Общепризнано, что развитие гиперпластических процессов ПЖ в первую очередь обусловлено нарушением гормонального баланса [10]. С возрастом у мужчин в ПЖ происходит увеличение выработки фермента 5-α-редуктазы, отвечающего за синтез гормона 5α-дигидротестостерона (DHT) – более активного метаболита мужского полового гормона тестостерона [11]. DHT, обладая повышенной андрогенной активностью, приводит к усилению активности генов, отвечающих за пролиферацию клеток ПЖ и, как следствие, к развитию гиперплазии. 

Известно, что мужские половые гормоны андрогены реализуют свою биологическую активность через андрогеновые рецепторы (ARs). Тем не менее, блокада гормональных стимулов (хирургическая и медикаментозная) не всегда останавливает развитие патологических процессов в ПЖ. К настоящему моменту обнаружено множество молекулярно-клеточных механизмов, стимуляция которых приводит к нарушению биологических функций ARs и, как следствие, к их аномальной активации низкими концентрациями андрогенов или другими негормональными индукторами и, в итоге, к развитию андроген-рефрактерного РПЖ [12, 13]. Таким образом, становится все более понятно, что адекватная коррекция пролиферативных заболеваний ПЖ должна затрагивать не только андроген-зависимые, но и другие, андроген-независимые, звенья их патогенеза. 

Кроме того, с возрастом у мужчин повышается уровень женских половых гормонов эстрогенов. Эстрогены через эстрогеновые рецепторы стимулируют стромальные клетки ПЖ, а также воздействуют на эстроген-чувствительные клетки протоков желез, вызывая аномальную клеточную пролиферацию и воспаление [14] – механизмы, играющие важную роль в патогенезе РПЖ [15]. 

Наконец, злокачественная трансформация клеток ПЖ сопровождается нарушением эпигенетической регуляции, а именно усилением процессов промоторного ДНК-метилирования и деацетилирования гистонов хроматина, вызывающих эпигенетическое «умолкание» генов-супрессоров опухолевого роста [16, 17]. 

С целью профилактики РПЖ у пациентов, находящихся в группе риска по данному заболеванию, проводится поиск фармакологических субстанций, воздействующих на разные звенья патогенеза PIN и позволяющих добиться торможения трансформации клеток ПЖ в опухолевые. 

Активная субстанция индол3-карбинол (I3C) и его физиологический метаболит 3,3'-дииндолилметан (DIM) – соединения с подтвержденной множественной противоопухолевой активностью [18]. Установлено, что в условиях in vitro и in vivo I3C и DIM ингибируют рост андроген-зависимых и андроген-независимых клеточных культур/опухолей ПЖ [19, 20] благодаря нормализации уровня половых гормонов, а также сбалансированной регуляции активности андрогеновых и эстрогеновых рецепторов [21]. 

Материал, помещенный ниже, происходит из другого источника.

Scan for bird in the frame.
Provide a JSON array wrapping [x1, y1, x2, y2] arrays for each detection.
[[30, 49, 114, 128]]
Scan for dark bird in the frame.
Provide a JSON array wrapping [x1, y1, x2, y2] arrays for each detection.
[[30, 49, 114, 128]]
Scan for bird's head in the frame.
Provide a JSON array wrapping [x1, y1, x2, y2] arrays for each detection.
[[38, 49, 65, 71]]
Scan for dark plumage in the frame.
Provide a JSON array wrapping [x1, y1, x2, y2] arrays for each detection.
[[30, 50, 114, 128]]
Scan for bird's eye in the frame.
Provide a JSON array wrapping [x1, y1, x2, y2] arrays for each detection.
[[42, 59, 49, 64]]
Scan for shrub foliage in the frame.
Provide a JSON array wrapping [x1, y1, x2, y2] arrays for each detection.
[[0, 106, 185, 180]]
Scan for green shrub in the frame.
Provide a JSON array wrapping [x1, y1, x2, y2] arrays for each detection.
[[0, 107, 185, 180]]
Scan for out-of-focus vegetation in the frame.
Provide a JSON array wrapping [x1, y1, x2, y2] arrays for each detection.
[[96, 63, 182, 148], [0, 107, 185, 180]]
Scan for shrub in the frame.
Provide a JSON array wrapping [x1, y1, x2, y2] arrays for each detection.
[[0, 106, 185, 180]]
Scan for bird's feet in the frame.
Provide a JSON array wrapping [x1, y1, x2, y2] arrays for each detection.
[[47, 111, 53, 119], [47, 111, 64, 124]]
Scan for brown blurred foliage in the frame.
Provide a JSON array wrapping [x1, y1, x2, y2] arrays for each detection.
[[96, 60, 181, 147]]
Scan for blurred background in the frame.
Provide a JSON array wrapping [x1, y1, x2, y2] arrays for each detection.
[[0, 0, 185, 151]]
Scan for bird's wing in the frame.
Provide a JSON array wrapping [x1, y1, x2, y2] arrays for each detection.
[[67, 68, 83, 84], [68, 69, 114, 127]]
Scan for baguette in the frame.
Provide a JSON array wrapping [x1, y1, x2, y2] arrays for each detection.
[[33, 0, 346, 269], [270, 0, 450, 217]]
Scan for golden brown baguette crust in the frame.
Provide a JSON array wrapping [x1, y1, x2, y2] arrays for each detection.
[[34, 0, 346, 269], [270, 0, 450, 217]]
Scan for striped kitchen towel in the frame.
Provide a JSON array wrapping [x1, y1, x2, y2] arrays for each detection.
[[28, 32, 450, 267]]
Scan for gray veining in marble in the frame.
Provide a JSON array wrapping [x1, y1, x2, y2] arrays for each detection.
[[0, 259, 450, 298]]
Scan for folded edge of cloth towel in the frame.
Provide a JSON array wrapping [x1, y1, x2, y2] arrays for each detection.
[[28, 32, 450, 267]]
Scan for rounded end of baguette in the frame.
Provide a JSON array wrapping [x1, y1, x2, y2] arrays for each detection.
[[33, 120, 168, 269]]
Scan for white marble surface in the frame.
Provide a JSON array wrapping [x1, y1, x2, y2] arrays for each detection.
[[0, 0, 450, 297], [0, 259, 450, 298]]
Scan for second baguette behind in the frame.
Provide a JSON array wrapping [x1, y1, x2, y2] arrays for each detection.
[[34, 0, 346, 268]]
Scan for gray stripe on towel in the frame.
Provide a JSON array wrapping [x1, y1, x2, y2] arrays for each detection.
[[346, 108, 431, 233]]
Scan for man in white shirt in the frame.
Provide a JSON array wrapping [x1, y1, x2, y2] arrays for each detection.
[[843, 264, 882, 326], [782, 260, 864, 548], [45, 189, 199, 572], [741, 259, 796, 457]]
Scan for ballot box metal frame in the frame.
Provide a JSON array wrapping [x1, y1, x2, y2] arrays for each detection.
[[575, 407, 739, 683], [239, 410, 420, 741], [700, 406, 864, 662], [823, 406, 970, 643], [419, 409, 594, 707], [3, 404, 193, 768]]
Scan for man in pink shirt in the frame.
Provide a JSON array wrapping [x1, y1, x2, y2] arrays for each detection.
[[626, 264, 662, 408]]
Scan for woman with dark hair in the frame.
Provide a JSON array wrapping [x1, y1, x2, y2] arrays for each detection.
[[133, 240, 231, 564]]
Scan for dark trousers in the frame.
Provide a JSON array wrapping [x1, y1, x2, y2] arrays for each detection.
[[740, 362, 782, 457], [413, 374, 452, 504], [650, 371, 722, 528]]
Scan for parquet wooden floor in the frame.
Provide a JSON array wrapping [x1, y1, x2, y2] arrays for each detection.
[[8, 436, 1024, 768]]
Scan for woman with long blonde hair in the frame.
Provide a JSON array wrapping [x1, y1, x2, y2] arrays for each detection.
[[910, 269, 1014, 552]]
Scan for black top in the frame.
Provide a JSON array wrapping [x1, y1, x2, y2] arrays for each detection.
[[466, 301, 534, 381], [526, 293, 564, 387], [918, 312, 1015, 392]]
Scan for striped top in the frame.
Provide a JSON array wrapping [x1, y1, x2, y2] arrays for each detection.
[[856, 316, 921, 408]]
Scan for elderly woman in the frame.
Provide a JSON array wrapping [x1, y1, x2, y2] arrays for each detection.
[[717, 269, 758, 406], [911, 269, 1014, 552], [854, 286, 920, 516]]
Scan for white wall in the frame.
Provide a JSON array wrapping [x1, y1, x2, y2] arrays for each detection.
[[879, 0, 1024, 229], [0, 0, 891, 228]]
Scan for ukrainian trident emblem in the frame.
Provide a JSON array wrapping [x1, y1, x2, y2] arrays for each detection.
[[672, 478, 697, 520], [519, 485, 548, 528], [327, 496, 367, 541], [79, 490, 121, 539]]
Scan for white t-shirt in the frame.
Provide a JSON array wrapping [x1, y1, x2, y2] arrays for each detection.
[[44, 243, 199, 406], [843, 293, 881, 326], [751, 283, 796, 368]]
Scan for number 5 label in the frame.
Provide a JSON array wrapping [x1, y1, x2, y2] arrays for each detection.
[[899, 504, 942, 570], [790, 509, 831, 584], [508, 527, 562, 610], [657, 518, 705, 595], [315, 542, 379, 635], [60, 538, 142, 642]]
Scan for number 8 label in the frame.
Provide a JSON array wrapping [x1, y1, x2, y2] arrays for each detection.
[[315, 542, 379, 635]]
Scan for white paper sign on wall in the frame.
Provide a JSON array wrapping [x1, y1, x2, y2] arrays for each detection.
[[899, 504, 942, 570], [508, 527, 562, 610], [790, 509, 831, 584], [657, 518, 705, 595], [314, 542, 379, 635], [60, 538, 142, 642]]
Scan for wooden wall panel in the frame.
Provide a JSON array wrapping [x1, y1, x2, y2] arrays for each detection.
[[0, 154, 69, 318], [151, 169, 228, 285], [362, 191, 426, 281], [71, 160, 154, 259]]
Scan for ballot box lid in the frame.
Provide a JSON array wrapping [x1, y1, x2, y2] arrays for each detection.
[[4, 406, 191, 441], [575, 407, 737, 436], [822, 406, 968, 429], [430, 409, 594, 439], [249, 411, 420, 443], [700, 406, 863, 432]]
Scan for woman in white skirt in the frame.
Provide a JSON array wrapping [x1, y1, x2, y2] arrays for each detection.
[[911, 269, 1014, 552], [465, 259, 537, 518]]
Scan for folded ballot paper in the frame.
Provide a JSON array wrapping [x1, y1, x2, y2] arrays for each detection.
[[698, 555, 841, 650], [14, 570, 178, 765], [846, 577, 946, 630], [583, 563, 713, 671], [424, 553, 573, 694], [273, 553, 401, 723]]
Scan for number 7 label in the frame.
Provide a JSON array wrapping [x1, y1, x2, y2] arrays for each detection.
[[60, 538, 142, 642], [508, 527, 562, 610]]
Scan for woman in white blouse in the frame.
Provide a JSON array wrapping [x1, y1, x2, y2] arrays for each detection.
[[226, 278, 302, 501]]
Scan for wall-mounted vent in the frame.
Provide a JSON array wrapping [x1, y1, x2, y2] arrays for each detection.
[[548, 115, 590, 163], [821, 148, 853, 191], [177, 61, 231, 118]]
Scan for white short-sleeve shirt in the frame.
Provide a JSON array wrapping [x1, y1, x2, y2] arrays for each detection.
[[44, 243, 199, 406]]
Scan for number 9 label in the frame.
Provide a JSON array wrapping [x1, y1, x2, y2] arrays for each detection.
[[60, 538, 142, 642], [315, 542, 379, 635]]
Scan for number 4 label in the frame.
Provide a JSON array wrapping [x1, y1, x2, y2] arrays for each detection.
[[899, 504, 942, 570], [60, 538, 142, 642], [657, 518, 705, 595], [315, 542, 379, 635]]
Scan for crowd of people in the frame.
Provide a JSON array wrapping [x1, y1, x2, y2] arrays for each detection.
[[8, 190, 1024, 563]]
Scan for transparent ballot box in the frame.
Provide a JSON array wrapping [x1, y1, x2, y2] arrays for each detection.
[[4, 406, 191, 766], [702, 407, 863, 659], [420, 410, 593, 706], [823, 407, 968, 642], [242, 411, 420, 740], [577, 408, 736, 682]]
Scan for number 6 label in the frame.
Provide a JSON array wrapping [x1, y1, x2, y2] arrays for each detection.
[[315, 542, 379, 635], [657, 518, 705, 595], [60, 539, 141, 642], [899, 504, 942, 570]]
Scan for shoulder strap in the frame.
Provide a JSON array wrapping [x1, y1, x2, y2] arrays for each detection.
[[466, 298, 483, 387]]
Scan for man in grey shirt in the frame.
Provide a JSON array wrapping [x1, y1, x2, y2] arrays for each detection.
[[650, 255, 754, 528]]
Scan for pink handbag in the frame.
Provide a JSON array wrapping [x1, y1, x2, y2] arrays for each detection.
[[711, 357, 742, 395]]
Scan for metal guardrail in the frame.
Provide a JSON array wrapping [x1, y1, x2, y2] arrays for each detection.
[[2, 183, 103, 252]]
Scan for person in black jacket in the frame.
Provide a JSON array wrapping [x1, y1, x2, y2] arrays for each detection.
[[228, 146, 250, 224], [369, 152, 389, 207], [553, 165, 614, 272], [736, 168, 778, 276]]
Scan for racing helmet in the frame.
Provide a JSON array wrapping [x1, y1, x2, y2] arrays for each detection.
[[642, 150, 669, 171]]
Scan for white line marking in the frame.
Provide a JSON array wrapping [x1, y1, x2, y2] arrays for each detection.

Доказана способность DIM восстанавливать функционирование опухоль-супрессорных генов, благодаря его ДНК-деметилирующей активности, а также способности ингибировать активность ферментов гистондеацитилаз [22, 23]. Помимо этого, DIM способствует активации системы интерферонов, в частности IFN-γ [24], а также обладает мощным противовоспалительным действием [25], подавляет активность фактора ангиогенеза VEGF и существенно снижает метастатический потенциал клеток, воздействуя на широкий спектр соответствующих молекулярных мишеней [26, 27]. Наконец, DIM проявляет избирательную активность в отношении пула так называемых опухолевых стволовых клеток, являющихся, согласно современным представлениям, основным источником опухолевых рецидивов и метастазирования [28]. 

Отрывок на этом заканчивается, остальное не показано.